How to remove the kafka state store in AWS MSK cluster

252 Views Asked by At

I have a kafkaStreams application using an MSK cluster on AWS. I need to clean the state store (created after using some KTables in my application). I can't find any way to access the file system for the MSK cluster.

I found here that I can use :

KafkaStreams app = new KafkaStreams(builder.build(), props);
// Delete the application's local state.
// Note: In real application you'd call `cleanUp()` only under
// certain conditions.  See tip on `cleanUp()` below.
app.cleanUp();
app.start();

But in my case I am using Spring Kafka and I dont have that KafkaStreams instance in my code, and the app is starting automatically.

Also I found that just by deleting the topic (the input of my state store) the state store will be deleted, not sure how much time is needed here, I tried to delete the topic and after 15 minutes the state store looks still there so I just recreated the topic.
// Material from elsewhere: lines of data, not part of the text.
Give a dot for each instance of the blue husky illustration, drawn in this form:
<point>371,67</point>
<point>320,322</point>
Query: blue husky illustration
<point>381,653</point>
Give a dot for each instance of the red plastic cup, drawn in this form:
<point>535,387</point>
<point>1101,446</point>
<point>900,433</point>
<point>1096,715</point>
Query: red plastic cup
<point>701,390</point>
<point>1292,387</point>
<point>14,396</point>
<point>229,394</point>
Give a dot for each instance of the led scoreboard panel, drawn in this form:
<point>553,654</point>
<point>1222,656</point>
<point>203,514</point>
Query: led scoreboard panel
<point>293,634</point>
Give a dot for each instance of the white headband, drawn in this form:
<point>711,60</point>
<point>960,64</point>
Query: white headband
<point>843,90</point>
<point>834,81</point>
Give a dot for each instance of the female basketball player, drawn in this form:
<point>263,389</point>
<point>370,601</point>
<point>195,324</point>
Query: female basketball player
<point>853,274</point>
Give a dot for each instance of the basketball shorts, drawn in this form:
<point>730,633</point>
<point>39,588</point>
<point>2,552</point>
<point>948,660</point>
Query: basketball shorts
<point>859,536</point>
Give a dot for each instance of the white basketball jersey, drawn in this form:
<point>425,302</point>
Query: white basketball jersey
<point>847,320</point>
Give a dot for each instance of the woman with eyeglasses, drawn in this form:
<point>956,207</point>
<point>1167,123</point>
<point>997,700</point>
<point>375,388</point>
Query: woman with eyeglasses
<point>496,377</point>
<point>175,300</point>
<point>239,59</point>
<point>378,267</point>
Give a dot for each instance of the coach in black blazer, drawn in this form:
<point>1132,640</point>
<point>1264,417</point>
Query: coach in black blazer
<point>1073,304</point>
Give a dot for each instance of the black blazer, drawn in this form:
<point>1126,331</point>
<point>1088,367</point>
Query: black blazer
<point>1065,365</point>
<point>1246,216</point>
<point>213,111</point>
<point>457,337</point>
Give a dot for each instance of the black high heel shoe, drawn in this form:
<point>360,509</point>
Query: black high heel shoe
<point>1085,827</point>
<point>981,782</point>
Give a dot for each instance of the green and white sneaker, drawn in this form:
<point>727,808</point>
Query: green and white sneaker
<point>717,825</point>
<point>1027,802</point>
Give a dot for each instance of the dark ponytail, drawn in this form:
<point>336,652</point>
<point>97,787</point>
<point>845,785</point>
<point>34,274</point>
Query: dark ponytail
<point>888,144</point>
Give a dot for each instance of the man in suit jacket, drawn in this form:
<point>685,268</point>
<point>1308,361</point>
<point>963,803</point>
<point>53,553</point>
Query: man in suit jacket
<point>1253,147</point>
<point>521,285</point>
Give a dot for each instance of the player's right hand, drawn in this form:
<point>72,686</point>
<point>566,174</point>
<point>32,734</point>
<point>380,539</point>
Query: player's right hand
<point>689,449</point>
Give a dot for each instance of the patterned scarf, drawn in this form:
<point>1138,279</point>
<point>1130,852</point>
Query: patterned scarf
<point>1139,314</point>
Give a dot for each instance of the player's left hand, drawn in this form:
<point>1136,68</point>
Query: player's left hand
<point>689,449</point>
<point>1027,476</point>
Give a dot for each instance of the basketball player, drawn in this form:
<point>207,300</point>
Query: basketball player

Also I found this suggestion about getting the state store directory path and delete it using the application code, and I am sure it will not work because the directory is used by the app itself at the same time so it can't be deleted, also not sure that the application can delete anything in the cluster:

String stateDirectory = config.getString(StreamsConfig.STATE_DIR_CONFIG);
// Delete the state directory using appropriate file operations

The single way that I think it can be the solution is : create a Punctuator or a Processor or something like that, get the state store name, pass it to the processor and clean the state store there, is that seems to be the good solution here?

Thank you in advance.

2

There are 2 best solutions below

4
On

any way to access the file system for the MSK cluster

Can you SSH to the broker EC2 instances? That's the only way that's possible.

not sure that the application can delete anything in the cluster

Correct. The state store is stored where your apps run. The Kafka cluster only stores the compacted, internal topics of the KTable, not any RocksDB instance metadata.

You'd use kafka-streams-application-reset.sh to delete the data on the cluster.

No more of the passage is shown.